[llvm-dev] Vectorization with fast-math on irregular ISA sub-sets

Thu Feb 11 04:24:30 PST 2016

This is fine Renato.

I worked around the local issue by using an instruction intrinsics so that the pattern would be invisible to this optimisation, and my thoughts for raising this to the TargetTransformInfo level are still not well formed.  I was actually quite impressed with the new optimisation, it cleverly handled the situation perfectly.

A coarse grained solution is fine, and it is always possible to handle this in custom lowering for ISD::FABS which could check a target specific flag to see if it should do the "safe thing" or the "fast thing".

Thanks for the feedback,

	MartinO

-----Original Message-----
From: Renato Golin [mailto:renato.golin at linaro.org] 
Sent: 11 February 2016 11:50
To: Martin.ORiordan at movidius.com
Cc: Hal Finkel <hfinkel at anl.gov>; LLVM Developers <llvm-dev at lists.llvm.org>
Subject: Re: [llvm-dev] Vectorization with fast-math on irregular ISA sub-sets

On 11 February 2016 at 11:23, Martin J. O'Riordan <martin.oriordan at movidius.com> wrote:
> But the v3.8 FP optimiser now recognises this pattern and replaces it with an ISD::FABS node and broke our workaround :-)  It's a great optimisation and I have no problem with its correctness, but I was thinking that perhaps I might see where I should extend the target information interface to allow a target to say that it does not support denormals so that this and possibly other optimisations could be suppressed in a target dependent way.

Hi Martin,

So, I have a patch that right now is a big hammer:
 * Targets can have SIMD IEEE compliant or not (instead of fine grained choosing which part).
 * Any FP arithmetic / cast operation with UnsafeAlgebra will trigger a "potentially unsafe" flag in the vectorizer.
 * In the end, if the SIMD unit is not IEEE compliant and there is any potentially unsafe operations, avoid that loop.

I just need to create some more tests to submit.

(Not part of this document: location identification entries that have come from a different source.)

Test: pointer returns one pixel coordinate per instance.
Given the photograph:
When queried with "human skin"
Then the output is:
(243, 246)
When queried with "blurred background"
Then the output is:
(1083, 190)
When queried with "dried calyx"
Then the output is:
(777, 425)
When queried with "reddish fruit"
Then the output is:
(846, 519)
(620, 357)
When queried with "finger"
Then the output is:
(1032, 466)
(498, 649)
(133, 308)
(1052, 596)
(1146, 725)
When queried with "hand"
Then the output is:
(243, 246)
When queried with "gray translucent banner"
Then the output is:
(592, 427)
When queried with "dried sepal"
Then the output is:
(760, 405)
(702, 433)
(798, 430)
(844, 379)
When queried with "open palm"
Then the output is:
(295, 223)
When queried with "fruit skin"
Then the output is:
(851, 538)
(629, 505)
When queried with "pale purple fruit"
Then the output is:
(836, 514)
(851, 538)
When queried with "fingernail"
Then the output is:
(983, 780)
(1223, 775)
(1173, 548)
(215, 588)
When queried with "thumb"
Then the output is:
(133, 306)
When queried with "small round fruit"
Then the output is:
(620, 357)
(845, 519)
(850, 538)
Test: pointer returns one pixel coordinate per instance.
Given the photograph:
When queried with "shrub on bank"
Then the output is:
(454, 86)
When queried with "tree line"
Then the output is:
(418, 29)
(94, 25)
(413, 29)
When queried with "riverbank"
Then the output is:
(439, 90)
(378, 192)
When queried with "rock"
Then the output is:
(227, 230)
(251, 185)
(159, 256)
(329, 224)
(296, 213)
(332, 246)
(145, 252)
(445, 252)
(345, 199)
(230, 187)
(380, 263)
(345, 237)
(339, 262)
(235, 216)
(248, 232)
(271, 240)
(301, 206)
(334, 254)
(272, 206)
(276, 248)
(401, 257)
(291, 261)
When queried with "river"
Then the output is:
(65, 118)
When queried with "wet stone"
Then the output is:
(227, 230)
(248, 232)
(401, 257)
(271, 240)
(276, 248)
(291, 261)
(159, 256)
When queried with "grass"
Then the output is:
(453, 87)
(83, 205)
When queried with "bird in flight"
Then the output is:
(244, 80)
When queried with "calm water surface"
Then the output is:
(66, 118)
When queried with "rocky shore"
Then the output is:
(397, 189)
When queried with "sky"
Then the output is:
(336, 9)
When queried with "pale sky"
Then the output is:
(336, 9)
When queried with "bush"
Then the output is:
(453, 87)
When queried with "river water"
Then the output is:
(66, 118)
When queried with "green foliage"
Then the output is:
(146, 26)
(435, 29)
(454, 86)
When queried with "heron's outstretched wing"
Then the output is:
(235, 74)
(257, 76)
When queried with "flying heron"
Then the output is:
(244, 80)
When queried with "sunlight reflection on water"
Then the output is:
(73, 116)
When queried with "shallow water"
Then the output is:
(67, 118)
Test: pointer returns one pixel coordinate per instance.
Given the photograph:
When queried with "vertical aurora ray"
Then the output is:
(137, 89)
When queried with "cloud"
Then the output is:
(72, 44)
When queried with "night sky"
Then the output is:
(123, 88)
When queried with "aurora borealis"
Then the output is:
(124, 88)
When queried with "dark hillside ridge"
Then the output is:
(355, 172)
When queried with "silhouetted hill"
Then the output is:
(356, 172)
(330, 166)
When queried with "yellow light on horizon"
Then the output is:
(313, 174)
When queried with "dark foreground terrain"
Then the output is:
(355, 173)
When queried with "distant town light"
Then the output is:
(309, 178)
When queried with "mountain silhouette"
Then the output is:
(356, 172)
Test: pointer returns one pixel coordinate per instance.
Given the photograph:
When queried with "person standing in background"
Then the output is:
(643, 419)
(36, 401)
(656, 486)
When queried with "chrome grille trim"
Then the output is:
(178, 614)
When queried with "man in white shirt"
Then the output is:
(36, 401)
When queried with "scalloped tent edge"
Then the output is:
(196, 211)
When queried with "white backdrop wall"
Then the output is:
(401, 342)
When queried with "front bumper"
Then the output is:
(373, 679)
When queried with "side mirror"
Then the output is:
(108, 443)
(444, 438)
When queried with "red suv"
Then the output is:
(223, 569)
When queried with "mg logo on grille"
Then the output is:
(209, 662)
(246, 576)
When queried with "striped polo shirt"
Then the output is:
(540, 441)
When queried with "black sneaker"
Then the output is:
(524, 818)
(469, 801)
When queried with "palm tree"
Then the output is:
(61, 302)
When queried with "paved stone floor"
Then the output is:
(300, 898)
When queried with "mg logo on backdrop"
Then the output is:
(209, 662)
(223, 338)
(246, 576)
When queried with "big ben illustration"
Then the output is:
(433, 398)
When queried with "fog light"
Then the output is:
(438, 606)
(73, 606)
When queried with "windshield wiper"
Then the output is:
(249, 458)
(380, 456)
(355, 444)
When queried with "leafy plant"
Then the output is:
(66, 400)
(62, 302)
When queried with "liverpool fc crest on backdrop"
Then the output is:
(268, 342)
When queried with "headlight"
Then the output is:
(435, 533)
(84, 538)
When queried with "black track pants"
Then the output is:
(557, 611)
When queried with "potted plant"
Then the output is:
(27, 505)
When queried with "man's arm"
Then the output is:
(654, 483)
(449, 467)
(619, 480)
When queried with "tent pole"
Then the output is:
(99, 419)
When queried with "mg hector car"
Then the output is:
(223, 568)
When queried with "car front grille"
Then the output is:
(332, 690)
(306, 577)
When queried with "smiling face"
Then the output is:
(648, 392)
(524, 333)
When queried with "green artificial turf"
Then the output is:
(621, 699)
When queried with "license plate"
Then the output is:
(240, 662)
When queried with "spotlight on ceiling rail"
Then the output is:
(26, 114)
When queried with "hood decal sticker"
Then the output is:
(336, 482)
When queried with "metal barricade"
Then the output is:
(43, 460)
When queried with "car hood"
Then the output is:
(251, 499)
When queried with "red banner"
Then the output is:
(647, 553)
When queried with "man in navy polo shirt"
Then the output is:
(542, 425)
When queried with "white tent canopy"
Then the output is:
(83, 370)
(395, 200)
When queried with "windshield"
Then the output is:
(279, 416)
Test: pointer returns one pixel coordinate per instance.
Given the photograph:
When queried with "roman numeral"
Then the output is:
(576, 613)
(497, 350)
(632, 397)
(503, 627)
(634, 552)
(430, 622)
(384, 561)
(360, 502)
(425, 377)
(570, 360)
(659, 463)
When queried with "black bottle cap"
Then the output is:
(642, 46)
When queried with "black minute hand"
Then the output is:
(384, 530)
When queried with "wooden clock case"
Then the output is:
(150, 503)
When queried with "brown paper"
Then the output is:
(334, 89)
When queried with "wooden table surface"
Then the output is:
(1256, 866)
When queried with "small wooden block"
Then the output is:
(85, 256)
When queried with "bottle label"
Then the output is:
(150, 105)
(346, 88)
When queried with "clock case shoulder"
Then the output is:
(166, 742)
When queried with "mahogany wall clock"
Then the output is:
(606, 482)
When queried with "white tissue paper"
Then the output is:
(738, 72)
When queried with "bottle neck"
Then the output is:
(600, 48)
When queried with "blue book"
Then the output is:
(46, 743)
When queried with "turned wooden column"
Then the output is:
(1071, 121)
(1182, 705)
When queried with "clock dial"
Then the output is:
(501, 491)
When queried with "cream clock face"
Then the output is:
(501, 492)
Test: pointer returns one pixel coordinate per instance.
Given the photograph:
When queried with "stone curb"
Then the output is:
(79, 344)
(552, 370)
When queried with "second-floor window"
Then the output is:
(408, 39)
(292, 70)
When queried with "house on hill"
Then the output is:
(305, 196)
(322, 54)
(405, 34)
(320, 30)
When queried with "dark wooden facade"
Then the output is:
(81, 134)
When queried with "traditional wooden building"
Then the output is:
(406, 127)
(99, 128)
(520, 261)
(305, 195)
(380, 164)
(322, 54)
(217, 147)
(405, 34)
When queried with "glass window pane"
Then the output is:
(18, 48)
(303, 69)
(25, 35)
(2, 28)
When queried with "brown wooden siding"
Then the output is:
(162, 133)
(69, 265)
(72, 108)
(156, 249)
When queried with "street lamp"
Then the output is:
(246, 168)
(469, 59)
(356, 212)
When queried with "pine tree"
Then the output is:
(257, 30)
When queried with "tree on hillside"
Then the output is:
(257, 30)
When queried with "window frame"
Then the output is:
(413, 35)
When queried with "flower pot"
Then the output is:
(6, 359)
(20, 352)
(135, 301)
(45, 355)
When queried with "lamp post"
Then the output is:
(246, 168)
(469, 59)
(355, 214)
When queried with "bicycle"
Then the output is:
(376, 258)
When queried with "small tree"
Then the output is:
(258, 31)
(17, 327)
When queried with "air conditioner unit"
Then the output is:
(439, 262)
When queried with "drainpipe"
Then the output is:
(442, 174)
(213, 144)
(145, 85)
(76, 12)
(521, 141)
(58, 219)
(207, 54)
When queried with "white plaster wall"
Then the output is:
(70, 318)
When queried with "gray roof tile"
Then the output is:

The problems I can see in your case are:
 * Both scalar and vector units have problems with denormals, so my
isSIMDIEEE() is not enough.
   - To fix this, you can add isVFPIEEE(), but we may find a better solution?
 * Your optimisation is basic-block based, not loop based, so we'd have to add the same check to SLP.
   - SLP deals with both SIMD and VFP units, so we would need the additional flag anyway.
   - This will be my next step.
 * Other passes already have access to the TTI, so they can use those flags to avoid strength reduction, combine, etc. in those cases.

I don't think we need to create a fine grained solution right now, since we don't have examples with different behaviour.

Would that work for you?

cheers,
--renato